Unter dem Motto "Entdeckungsreise" öffnete der Musiker die Türen zur komplexen Welt der Königin der Instrumente und bewies dabei eindrucksvoll, dass Orgelkunde alles andere als trockene Materie ist.

Im Mittelpunkt des Nachmittags stand die Seifert-Orgel der Kirche. "Eine Orgel kann den Raum füllen, nicht nur musikalisch, sondern auch architektonisch", betonte Joosten. Wie recht er damit hat, zeigt der Blick nach oben: Das Instrument besticht durch seinen offenen Freipfeifenprospekt – ein gestalterisches Detail, das in dieser Form in der gesamten näheren Region einzigartig ist. Statt hinter einem geschlossenen Gehäuse verborgen zu sein, stehen die Pfeifen frei im Raum und verleihen der Architektur eine ganz eigene, luftige Dynamik.

Neben den lokalen Besonderheiten spannte Joosten. einen weit gefächerten Bogen durch die allgemeine Orgelgeschichte. Anschaulich und gespickt mit allerlei Wissenswertem erklärte er, wie sich die Mechanik über Jahrhunderte entwickelte und wie aus Luftströmen und Ventilklappen Klangkunst entsteht.

Besonders greifbar wurde der Vortrag, als der Organist die Funktionsweise der einzelnen Register erläuterte. Wie unterscheiden sich die schneidenden Zungenstimmen von den sanften Flötenregistern? Wie wird aus einzelnen Pfeifen ein majestätisches Gesamtvolumen?
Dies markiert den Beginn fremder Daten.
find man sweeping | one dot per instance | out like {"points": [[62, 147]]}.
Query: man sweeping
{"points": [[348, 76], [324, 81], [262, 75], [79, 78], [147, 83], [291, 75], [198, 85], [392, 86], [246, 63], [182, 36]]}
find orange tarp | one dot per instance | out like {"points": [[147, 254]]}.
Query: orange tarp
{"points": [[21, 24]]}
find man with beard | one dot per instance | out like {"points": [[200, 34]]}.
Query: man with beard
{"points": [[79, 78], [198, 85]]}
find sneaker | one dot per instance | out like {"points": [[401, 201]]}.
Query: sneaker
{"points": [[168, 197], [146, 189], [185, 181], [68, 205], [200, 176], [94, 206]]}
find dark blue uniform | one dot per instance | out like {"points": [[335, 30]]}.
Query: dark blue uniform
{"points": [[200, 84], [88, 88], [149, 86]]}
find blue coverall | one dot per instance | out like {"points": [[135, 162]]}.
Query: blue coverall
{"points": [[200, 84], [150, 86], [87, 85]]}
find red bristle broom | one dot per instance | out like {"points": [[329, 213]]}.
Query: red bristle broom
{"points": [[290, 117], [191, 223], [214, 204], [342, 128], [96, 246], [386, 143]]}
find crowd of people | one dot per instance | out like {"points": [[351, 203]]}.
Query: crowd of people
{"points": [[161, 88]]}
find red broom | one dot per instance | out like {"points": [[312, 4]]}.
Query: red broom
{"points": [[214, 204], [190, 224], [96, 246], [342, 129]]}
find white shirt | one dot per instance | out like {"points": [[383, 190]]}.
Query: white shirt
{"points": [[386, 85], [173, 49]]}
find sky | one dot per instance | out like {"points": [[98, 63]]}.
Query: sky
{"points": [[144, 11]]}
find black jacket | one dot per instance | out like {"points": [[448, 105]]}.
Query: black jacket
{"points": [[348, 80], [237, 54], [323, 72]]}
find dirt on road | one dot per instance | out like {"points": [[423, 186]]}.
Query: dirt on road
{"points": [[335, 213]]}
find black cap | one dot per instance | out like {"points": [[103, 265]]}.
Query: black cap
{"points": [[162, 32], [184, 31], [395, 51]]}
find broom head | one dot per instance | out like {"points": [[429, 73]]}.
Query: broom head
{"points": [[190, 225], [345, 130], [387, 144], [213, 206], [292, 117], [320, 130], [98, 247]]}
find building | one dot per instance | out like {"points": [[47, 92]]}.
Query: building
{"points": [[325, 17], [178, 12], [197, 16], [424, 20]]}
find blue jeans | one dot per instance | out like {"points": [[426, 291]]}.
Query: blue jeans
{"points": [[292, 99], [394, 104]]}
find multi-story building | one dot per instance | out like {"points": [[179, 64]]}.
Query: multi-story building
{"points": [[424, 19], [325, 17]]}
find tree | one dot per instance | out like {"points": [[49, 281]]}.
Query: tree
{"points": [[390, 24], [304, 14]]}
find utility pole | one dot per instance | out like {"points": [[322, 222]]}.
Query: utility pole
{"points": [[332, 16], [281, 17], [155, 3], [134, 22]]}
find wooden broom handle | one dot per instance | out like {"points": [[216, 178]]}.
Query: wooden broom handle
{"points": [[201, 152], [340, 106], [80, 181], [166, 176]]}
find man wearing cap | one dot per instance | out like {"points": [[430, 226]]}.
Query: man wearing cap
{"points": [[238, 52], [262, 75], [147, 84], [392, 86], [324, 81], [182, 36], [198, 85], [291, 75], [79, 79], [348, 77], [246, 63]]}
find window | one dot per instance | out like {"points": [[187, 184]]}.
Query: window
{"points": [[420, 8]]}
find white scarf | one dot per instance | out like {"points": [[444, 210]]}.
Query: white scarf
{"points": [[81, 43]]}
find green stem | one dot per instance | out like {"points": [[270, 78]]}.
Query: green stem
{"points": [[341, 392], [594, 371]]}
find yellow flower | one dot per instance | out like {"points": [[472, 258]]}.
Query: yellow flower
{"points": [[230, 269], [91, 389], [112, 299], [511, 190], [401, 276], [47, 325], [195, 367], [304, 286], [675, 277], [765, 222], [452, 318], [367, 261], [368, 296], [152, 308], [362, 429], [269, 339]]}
Der Höhepunkt der Führung folgte am Spieltisch: Mit ausgewählten Klangbeispielen demonstrierte Joosten, welche enormen Ausdrucksmöglichkeiten in der Seifert-Orgel stecken. Von leisen, fast intimen Passagen bis hin zum Raum füllenden Plenum ließ er das Instrument in all seinen Facetten erstrahlen.

Nach der Vorführung nutzten viele Teilnehmer die Gelegenheit für Fragen und einen Blick aus nächster Nähe. Am Ende blieb die Erkenntnis: Wer eine Orgel mit den Augen und Ohren zu betrachten lernt, verliebt sich vielleicht nicht auf den ersten Blick – aber dafür umso nachhaltiger.